I do not fly. At least without heavy medication. The silent tears during preflight and the flight itself are not handled well by the passengers around me or the inflight staff. Therefore I do not fly alone. stick to your guns. The only person to whom it matters a whit is the person who made a promise in your name without your permission.

caircair said...

You hit the nail on the head with the "But" explanation. I've never forgotten the teacher who told us to avoid that word, since it stood for "Behold Underlying Truth".

Sleepypete said...

I remember really feeling for you when I was reading the post about the San Francisco walk. Even the best preparation (or the worst in my case!) can go awry on the day ...

Definitely know what you mean with the pain we fight through and the struggles we get in our way. With me it's usually from breaking something. I'll then con everyone that I'm fine :

So my teammates don't worry
So the opposition don't take advantage ...

I think the people asking you to travel to book signings need to ask : "Would I travel to where the author lives ?" :-)

Also - right with you on phone stuff. I hate answer phones. They're imprecise and oneshot, you never get a good message recorded. Text or email is far superior.

PS DKM sound like awesome people :-)

Shaggy and Scout said...

Thumper I love it when you lay it all on the table. You rock! You really do! --SS&S's mom Lynne

Mila said...

*hugs* As my grandmother would say, "You got down to brass tacks." And you did so beautifully. Some people tend to think they know so much that the can tell everyone else what they can or should do. It's nice to see someone with your directness tell them what is what.

Oblivious Beast said...

With all sincerity, I'd like to thank you very much for this post.

I have some hormonal issues that not everyone in my daily life understand. It gets tiring to have to explain myself sometimes.

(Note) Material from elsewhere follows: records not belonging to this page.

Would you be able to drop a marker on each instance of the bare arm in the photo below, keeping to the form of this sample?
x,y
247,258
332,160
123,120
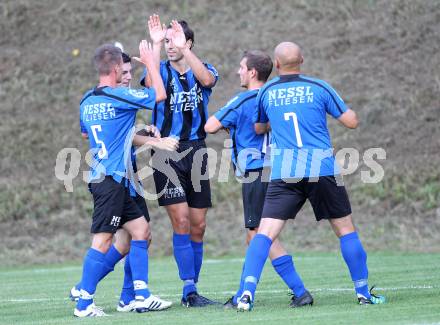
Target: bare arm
x,y
349,119
202,74
147,58
213,125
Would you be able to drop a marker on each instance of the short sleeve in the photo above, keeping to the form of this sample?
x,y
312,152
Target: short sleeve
x,y
162,70
334,105
213,71
260,115
142,98
228,115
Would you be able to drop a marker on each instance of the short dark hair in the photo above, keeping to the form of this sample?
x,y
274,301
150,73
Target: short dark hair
x,y
106,57
189,33
126,58
261,62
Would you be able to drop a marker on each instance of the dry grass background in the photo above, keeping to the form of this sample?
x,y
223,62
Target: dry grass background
x,y
382,56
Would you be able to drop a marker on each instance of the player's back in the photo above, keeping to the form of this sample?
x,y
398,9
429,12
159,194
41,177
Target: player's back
x,y
108,115
247,146
296,107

I know some people aren't getting it by the looks on their faces. It's like they think I'm trying to be "different" or "special". Hell, no. I'm just trying to stay alive for a little bit longer on this planet.

Stick with your guns, girl. Not everyone can or even tries to understand all the issues that come up with health problems. It's your skin your living in, so you do what you have to do to take care of yourself.

Lita and the boys in Melbourne said...

Oh. Ok, I get what you're saying now.